Big Sky is a novel by British author Kate Atkinson published in 2019 by Doubleday. It is the fifth novel featuring private investigator Jackson Brodie, released nine years since the last in the series.

==Plot==
Jackson has separated from his partner Julia and now lives in a village on the coast of North Yorkshire with the occasional company of his teenage son, Nathan, and an aging Labrador, Dido. He is still a private investigator, mostly his clients asking him to investigate suspicious spouses. He then has a chance rescue of a man on a clifftop. Jackson is then involved in a plot involving human trafficking and murder. With several of the characters from previous outings making appearances in the new novel.

==Reception==
- Sam Leith writing in The Guardian is generally positive: "It's a credit to Atkinson’s dexterity that despite these clashes of tone and register the novel manages to hang together, even though the subject matter – child sexual abuse, human trafficking – and the essentially comic mechanisms of the plot, its coincidences and confrontations, seem to be at odds. How seriously are we to take it all? Atkinson artfully avoids supplying or implying an answer."

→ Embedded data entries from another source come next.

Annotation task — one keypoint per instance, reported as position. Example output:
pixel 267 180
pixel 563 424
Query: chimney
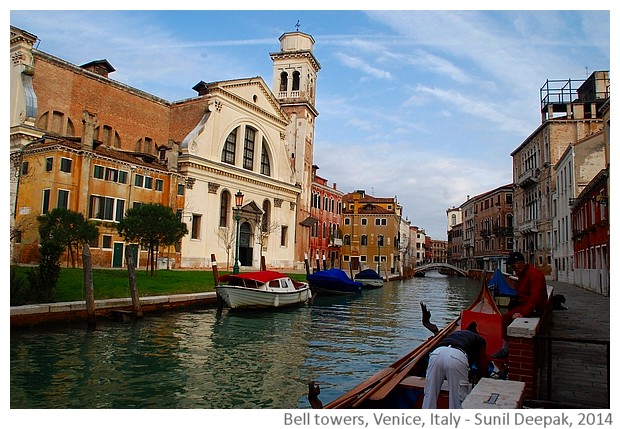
pixel 100 67
pixel 89 122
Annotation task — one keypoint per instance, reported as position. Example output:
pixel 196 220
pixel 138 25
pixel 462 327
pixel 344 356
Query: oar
pixel 352 394
pixel 402 372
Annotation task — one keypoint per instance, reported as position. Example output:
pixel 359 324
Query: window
pixel 63 199
pixel 296 79
pixel 228 153
pixel 106 208
pixel 159 185
pixel 120 210
pixel 266 216
pixel 248 148
pixel 65 165
pixel 45 206
pixel 98 172
pixel 224 205
pixel 265 165
pixel 283 235
pixel 196 219
pixel 111 174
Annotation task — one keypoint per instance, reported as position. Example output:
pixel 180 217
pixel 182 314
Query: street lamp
pixel 238 204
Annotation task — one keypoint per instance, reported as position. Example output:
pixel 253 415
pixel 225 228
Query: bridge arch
pixel 438 265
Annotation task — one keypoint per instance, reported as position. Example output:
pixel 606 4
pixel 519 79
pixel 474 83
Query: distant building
pixel 439 251
pixel 569 111
pixel 591 232
pixel 417 244
pixel 455 237
pixel 326 232
pixel 578 165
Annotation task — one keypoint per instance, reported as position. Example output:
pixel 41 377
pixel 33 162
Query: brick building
pixel 193 155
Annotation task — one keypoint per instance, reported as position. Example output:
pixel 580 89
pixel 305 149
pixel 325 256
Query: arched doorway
pixel 245 245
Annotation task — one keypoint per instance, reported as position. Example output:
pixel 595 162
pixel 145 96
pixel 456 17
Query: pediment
pixel 251 93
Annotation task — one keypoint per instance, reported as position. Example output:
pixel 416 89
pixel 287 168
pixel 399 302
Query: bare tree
pixel 263 236
pixel 226 240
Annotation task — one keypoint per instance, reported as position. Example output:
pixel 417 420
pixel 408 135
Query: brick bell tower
pixel 294 84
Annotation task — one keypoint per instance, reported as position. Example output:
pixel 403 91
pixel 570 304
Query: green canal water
pixel 250 360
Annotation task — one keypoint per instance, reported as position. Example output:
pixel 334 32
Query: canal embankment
pixel 36 314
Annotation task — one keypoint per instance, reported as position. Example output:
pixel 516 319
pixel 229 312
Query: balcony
pixel 529 178
pixel 528 227
pixel 503 231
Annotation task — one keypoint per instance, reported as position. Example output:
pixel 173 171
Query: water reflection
pixel 202 359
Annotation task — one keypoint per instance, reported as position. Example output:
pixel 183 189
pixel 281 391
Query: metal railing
pixel 549 341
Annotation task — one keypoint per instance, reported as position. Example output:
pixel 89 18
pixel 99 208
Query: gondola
pixel 401 385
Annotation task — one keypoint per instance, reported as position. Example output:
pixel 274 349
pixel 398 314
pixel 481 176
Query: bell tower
pixel 294 85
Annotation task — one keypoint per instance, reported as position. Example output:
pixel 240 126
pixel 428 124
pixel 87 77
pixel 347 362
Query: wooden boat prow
pixel 383 389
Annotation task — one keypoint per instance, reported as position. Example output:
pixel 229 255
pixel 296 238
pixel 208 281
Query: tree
pixel 226 239
pixel 152 225
pixel 69 228
pixel 59 229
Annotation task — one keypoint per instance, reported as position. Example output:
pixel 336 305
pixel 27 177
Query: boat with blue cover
pixel 333 281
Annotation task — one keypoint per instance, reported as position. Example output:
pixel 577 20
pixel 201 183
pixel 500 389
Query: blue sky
pixel 423 105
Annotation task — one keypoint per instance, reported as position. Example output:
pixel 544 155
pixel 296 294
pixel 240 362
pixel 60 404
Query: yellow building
pixel 86 176
pixel 371 233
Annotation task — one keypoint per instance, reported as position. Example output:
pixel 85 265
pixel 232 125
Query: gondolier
pixel 452 359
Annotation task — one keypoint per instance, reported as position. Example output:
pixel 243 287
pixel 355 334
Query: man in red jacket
pixel 531 296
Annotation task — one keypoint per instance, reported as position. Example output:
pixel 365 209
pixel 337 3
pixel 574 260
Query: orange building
pixel 326 232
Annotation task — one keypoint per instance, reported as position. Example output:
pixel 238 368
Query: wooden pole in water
pixel 214 268
pixel 216 282
pixel 133 288
pixel 306 264
pixel 89 292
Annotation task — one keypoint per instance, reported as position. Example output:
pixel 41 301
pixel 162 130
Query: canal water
pixel 250 360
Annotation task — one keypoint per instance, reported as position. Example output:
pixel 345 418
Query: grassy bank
pixel 115 283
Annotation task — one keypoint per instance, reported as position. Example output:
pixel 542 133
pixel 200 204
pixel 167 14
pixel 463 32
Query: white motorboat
pixel 261 289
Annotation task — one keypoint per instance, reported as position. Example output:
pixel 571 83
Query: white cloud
pixel 361 65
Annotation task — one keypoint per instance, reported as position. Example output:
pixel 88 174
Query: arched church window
pixel 265 163
pixel 228 152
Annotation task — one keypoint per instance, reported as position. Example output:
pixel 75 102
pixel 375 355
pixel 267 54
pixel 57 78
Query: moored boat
pixel 261 289
pixel 401 384
pixel 369 278
pixel 333 281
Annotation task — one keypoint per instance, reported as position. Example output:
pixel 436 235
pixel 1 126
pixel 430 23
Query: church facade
pixel 234 162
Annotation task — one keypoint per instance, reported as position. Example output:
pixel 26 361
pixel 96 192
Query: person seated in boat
pixel 530 300
pixel 452 359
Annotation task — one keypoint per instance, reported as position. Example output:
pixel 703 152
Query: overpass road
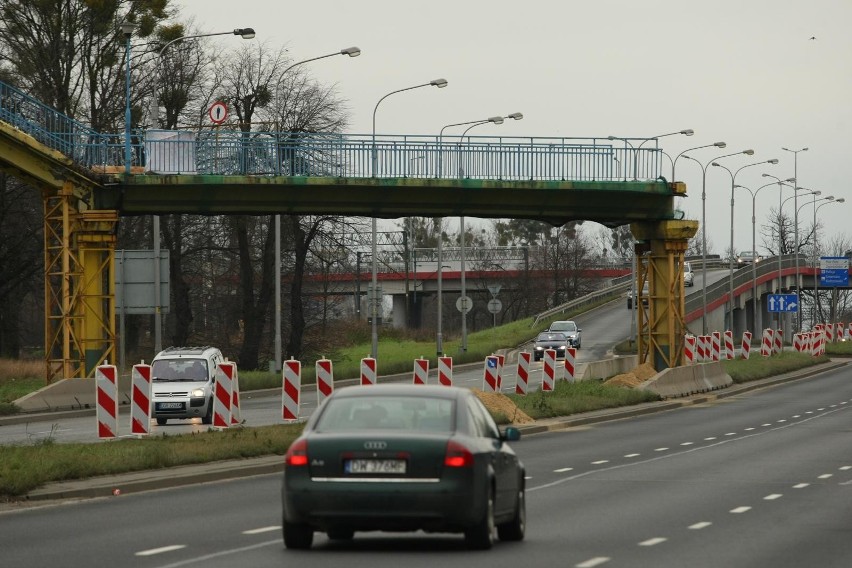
pixel 758 479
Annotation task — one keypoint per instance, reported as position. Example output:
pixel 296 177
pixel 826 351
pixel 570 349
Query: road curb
pixel 105 486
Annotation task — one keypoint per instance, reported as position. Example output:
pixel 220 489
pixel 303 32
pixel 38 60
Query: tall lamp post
pixel 796 230
pixel 246 33
pixel 374 351
pixel 351 52
pixel 731 259
pixel 748 152
pixel 754 300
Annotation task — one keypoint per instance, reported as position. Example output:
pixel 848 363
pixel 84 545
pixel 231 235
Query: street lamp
pixel 351 52
pixel 796 229
pixel 246 33
pixel 440 83
pixel 754 248
pixel 731 259
pixel 748 152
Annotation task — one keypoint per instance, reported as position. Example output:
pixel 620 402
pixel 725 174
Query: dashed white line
pixel 161 550
pixel 592 562
pixel 262 530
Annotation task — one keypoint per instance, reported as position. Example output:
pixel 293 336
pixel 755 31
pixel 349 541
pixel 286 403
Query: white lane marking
pixel 201 559
pixel 699 526
pixel 262 530
pixel 592 562
pixel 161 550
pixel 668 456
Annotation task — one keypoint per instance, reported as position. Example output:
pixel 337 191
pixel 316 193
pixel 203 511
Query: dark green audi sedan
pixel 403 458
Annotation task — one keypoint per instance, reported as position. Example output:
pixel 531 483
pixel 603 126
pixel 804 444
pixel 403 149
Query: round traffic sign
pixel 464 304
pixel 218 112
pixel 495 306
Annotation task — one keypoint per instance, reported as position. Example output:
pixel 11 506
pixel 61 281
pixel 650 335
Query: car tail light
pixel 457 455
pixel 297 455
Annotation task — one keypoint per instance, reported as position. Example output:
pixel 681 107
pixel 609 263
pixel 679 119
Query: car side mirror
pixel 510 434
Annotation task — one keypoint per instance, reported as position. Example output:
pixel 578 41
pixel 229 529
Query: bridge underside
pixel 611 203
pixel 81 208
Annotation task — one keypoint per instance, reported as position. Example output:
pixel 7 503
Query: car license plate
pixel 374 466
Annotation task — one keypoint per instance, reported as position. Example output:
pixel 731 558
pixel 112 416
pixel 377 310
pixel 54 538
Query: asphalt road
pixel 759 479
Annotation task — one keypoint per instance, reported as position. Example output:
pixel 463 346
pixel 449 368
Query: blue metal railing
pixel 229 151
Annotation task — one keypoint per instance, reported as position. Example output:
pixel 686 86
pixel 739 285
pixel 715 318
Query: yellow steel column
pixel 661 338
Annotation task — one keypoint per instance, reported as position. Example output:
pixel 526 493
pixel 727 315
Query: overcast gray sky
pixel 741 71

- Janet Maslin from The New York Times is also positive: "it's worth rereading the beginning once you’ve finished this novel just to see how well the author has manipulated you. Atkinson is also adept at weaving the mundane details of her characters’ lives (or perhaps her own) into the Brodie books as a way of humanizing them, despite the stark malevolence that lurks beneath this workaday surface...Brodie has been Atkinson’s most popular character for good reason. He was interestingly broken, so she hasn't fixed him...Atkinson tells a great story, toys with expectations, deceives by omission, blows smoke and also writes like she's your favourite friend. Thank goodness the long Jackson Brodie hiatus is over.
- Susie Boyt of the Financial Times says that "Big Sky is a curious mixture: a detective novel about the sorry state of the UK, an exasperated celebration of blended family life and a meditation on loss, adversity, damage and repair. The world Big Sky gives us is depraved and craven, crammed with sorrow and exploitation, but there are also tremendous acts of courage, tight bonds of love, wise country songs and silly jokes...For this reader (and writer), more interested in texture and character than plot, the mounting tension in the novel is less appealing than the well-made characters and their histories, diversions and asides."
- Holly Williams writing in The Independent has a few misgivings and explains that "Jackson Brodie has been away for nine years – but now Kate Atkinson's private detective is back, older too and somewhat world-weary. But he's still got a habit of ending up in the thick of things – and in this case, in a thicket of very tangled plot strands. Almost every character (and there’s quite the cast) has a history that simply won't stay put...Atkinson’s work is always playful, and there’s a brisk, jaunty tone to Big Sky and much dry observational comedy. Her characters have their own, distinctly British gallows humour, and there are blackly comic asides in even the most heinous of situations...There’s a lot going on in Big Sky, and it can get bogged down in allusions to previous stories, especially from Brodie’s past (often delivered in parentheses). These half unpotted case histories feel unnecessary for existing fans, cumbersome for new readers...While this focus on character means Big Sky can lack the relentless propulsion associated with crime writing, getting to know a plethora of her tenacious, memorable characters seems like a fair trade, especially as they gently offer hope that, in the end, good will out."